CMK-Agent Bakery - Certificate Verify Error

Hello everyone,

We are trying to configure the agent bakery in our agents with HTTPS but we are getting an error that cannot verify the certificate. We placed the certificate in /etc/pki/ca-trust/source/anchors/certificate.pem and testing it works fine with HTTPS but when registering the agent we got the error written below.

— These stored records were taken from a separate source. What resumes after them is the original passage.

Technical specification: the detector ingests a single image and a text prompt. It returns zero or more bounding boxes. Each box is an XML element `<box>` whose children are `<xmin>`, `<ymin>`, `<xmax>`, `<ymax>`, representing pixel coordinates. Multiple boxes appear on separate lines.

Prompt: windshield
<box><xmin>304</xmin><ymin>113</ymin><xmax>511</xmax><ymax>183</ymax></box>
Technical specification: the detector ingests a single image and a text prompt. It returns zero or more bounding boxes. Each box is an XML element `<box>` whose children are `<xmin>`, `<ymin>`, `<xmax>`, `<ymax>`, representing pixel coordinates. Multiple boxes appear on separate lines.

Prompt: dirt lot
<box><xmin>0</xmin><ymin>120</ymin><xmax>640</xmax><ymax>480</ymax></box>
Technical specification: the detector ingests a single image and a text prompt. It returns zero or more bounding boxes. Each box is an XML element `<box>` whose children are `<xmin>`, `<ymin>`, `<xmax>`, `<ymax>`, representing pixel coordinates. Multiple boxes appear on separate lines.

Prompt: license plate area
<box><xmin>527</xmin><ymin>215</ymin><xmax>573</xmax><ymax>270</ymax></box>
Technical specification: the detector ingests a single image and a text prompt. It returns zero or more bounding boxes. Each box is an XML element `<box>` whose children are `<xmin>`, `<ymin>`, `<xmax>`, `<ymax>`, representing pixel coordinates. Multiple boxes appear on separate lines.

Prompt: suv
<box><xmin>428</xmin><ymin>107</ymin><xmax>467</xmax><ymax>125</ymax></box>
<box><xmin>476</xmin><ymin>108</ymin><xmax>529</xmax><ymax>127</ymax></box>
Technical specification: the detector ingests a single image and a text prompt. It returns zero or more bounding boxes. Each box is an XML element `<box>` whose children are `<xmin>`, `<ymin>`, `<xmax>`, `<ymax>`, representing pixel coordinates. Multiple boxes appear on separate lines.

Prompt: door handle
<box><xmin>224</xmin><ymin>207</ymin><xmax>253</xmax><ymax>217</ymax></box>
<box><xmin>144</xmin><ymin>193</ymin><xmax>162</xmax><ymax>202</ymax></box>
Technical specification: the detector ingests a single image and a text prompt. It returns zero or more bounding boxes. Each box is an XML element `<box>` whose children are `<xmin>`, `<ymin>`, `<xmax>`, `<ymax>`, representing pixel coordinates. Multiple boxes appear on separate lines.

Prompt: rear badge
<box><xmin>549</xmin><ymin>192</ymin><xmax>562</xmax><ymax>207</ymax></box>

We appreciate your help with this error!!

CMK version:
2.0.0p31 (CEE)

OS version:
NAME=“Red Hat Enterprise Linux Server”
VERSION=“7.5 (Maipo)”
ID=“rhel”
ID_LIKE=“fedora”
VARIANT=“Server”
VARIANT_ID=“server”
VERSION_ID=“7.5”

Error message:
$ cmk-update-agent register --server $CMK_SERVER --site $CMK_SITE --host $CMK_HOST --protocol $CMK_PROTOCOL --user $CMK_USR --secret $CMK_PWD -v --trust-cert
Missing config file at /etc/check_mk/cmk-update-agent.cfg. Configuration may be incomplete.
Going to register agent at deployment server
Trying to import certificate from the server’s certificate chain but found no self-signed certificate or CA certificate. Aborting import.
HTTPSConnectionPool(host=‘$HOSTNAME’, port=443): Max retries exceeded with url: /$CMK_SITE/check_mk/register_agent.py (Caused by SSLError(SSLError(“bad handshake: Error([(‘SSL routines’, ‘tls_process_server_certificate’, ‘certificate verify failed’)])”)))
See syslog for details.

There is a difference in documented and thus expected behavior (yes, call it a bug). The agent updater currently only obeys certificates in the bundled certifi bundle or alternative certificates baked in via bakery configuration.

We are working on this. But it seems there is no quick solution in sight, since a lot of environments have to be considered (for example Python update script vs. bundled updater, Linux vs. Windows and so on).

Please use the first point in “Certificates via Agent Bakery” as workaround for now:

We’ll update “Certificate Store” as soon as we can guarantee consistent behavior across all operating systems.

Hello,

Thanks for the information, we are still having some problems with the certificate validation. We chose to use the second option wich is the one were we configure the certificate in the agent update rule but when we bake the agent and update the certificate it fails to verify it:

requests.exceptions.SSLError: HTTPSConnectionPool(host=‘SLAVE01’, port=443): Max retries exceeded with url: /Site1/check_mk/deploy_agent.py (Caused by SSLError(SSLError(“bad handshake: Error([(‘SSL routines’, ‘tls_process_server_certificate’, ‘certificate verify failed’)])”)))
2023-03-13 09:50:10,767 ERROR: HTTPSConnectionPool(host=‘SLAVE01’, port=443): Max retries exceeded with url: /Site1/check_mk/deploy_agent.py (Caused by SSLError(SSLError(“bad handshake: Error([(‘SSL routines’, ‘tls_process_server_certificate’, ‘certificate verify failed’)])”)))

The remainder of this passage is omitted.